The statement attempts to draw a sharp distinction between what the U.S. law covers as opposed to Israel’s proposed law, and suggests that the U.S. law “does not focus on funding by foreign governments, it instead focuses on activities engaged in ‘at the order, request or under the direction or control of a foreign principal,’ rather than funding,” which is what Israel’s law focuses on.
But to pretend that such a distinction is meaningful is to ignore the bald ambiguity of “under the direction or control of a foreign principal.” Of course the foreign governments are giving the money to these non-profit organizations in order to further their own positions. It’s at best naive, bordering on ridiculous, to suggest that could not or does not constitute “direction or control.”
Why the U.S. casts Israel’s proposed law as possibly “creat[ing] the chilling effect on NGO activities that we are concerned about” is difficult to fathom, given the only requirement is that the funding source be identified, and even then only if it constitutes more than 50 percent of the entity’s entire budget. Chilling? Hardly.
U.S. LAW HAS CRIMINAL PENALTIES, EXTENSIVE REPORTING REQUIREMENTS AND VAGUE STANDARDS
The U.S. law, and this is something the U.S. Embassy failed to point out, differs in that it contains criminal sanctions: up to five years in prison and/or $10,000 for violations. The U.S. law also imposes exacting and onerous reporting requirements. Finally, the test for whether the Israeli law will apply is a simple test of arithmetic — more than 50% or less — so no ambiguity clouds anyone’s judgment or creates uncertainty about liability. The U.S. law, by contrast, uses ambiguous words and tests which are far more likely to lead to over-broad applications and chilling of speech than does the straightforward Israeli proposal’s standard.

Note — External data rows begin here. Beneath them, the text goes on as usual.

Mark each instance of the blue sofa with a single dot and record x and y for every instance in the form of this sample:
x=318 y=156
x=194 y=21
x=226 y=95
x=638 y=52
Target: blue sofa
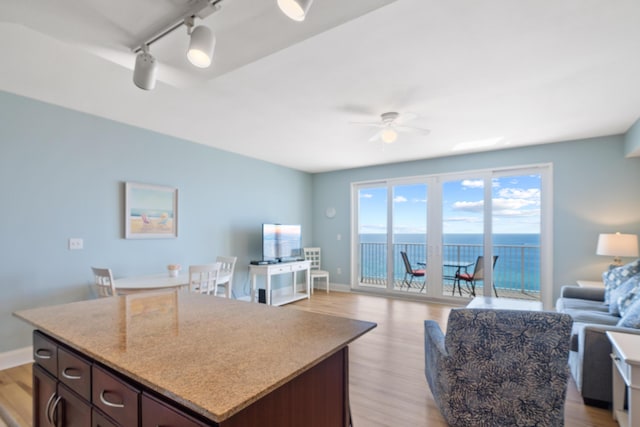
x=589 y=358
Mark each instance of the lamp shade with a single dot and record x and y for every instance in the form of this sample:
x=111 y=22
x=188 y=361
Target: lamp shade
x=144 y=72
x=295 y=9
x=201 y=47
x=617 y=245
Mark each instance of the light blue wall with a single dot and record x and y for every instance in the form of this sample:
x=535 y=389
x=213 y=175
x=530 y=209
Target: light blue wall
x=61 y=176
x=594 y=192
x=632 y=140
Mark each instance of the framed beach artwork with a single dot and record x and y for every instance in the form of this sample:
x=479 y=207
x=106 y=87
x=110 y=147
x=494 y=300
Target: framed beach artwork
x=151 y=211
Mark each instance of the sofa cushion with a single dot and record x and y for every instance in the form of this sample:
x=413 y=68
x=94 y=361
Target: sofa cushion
x=615 y=277
x=631 y=318
x=621 y=295
x=597 y=317
x=625 y=301
x=563 y=304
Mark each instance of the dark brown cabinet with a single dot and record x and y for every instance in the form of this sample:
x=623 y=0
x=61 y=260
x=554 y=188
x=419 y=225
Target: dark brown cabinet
x=156 y=413
x=70 y=390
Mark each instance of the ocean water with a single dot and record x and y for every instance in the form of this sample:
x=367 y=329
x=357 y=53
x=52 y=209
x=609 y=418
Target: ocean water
x=517 y=268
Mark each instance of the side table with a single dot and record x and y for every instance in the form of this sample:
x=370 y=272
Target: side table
x=590 y=283
x=625 y=354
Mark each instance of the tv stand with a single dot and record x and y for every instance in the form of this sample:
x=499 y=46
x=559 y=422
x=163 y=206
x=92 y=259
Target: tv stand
x=269 y=270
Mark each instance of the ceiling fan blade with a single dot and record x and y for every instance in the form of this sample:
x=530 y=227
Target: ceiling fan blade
x=372 y=124
x=405 y=117
x=412 y=129
x=375 y=137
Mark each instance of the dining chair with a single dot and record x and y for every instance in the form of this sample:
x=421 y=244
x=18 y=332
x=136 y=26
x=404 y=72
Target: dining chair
x=476 y=276
x=227 y=268
x=314 y=255
x=203 y=278
x=411 y=272
x=103 y=279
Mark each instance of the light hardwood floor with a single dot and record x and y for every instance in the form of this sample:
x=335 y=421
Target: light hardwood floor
x=388 y=386
x=387 y=383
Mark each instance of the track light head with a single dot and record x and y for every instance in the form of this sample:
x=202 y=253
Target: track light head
x=144 y=72
x=295 y=9
x=201 y=46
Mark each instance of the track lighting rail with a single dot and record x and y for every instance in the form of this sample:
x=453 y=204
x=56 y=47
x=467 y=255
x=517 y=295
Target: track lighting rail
x=200 y=9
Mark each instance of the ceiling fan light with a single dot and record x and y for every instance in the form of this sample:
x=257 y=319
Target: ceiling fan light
x=201 y=46
x=144 y=72
x=388 y=135
x=295 y=9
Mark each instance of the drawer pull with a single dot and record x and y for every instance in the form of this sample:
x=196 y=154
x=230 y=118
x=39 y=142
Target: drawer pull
x=110 y=404
x=47 y=409
x=43 y=353
x=54 y=411
x=69 y=376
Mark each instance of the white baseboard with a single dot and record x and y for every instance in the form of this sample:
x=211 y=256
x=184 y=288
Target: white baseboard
x=16 y=357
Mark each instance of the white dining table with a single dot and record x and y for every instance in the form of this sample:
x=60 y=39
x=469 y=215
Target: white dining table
x=154 y=282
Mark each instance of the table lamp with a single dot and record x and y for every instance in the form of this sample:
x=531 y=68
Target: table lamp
x=617 y=245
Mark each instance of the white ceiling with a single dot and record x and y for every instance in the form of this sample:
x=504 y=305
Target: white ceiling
x=505 y=72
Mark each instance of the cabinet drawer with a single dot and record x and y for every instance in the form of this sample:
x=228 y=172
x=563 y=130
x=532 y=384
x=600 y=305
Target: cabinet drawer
x=45 y=352
x=281 y=269
x=298 y=267
x=99 y=420
x=114 y=397
x=156 y=413
x=75 y=372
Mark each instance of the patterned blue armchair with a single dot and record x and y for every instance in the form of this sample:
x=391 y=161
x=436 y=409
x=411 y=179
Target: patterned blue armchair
x=499 y=367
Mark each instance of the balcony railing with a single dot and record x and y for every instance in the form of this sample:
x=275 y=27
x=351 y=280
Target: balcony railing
x=517 y=268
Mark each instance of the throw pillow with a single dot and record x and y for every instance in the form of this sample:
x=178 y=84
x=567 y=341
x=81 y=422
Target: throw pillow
x=617 y=276
x=631 y=319
x=625 y=301
x=619 y=294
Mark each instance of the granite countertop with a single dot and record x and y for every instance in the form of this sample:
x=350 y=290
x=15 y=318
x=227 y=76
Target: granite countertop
x=212 y=355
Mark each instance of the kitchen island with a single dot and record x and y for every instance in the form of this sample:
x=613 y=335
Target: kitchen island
x=215 y=361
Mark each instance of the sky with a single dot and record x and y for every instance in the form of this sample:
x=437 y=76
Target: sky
x=515 y=203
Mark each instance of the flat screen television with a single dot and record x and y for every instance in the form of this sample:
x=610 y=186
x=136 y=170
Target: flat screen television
x=281 y=242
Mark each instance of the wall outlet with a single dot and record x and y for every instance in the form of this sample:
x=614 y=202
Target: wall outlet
x=75 y=244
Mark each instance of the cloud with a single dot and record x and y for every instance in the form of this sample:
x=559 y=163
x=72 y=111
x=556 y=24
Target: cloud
x=469 y=183
x=519 y=193
x=469 y=206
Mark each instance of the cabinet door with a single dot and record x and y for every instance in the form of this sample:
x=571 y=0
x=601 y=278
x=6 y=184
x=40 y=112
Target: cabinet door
x=99 y=420
x=75 y=372
x=114 y=397
x=44 y=394
x=156 y=413
x=72 y=411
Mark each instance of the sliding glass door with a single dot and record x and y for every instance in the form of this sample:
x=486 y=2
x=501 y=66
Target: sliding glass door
x=391 y=238
x=480 y=233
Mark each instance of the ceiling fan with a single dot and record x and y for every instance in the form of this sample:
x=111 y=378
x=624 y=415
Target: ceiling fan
x=390 y=124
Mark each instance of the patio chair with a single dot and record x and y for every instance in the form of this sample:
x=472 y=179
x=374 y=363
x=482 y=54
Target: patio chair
x=476 y=276
x=499 y=367
x=411 y=273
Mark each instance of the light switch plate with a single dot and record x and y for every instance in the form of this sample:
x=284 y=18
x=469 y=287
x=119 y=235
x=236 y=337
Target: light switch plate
x=75 y=244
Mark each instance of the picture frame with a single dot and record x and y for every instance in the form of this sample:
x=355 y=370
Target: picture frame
x=151 y=211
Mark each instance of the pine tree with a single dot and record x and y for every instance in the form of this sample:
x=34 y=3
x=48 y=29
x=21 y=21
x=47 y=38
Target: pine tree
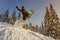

Perhaps an excellent illustration of how the simple funding threshold is useful and designed precisely to address the sole motivating issue is the recent revelation that the European Union’s European Foundation for Democracy provided 30,000 Euros to the Israeli leftist non-governmental organization B’tselem to lobby against the proposed Transparency law.
As NGO-Monitor spokesman Aaron Kalman pointed out, that grant which was “openly aiming at influencing Israeli legislation, again highlights the infringement on sovereignty and the manipulative intent of European government funding in the context of Israeli democracy.”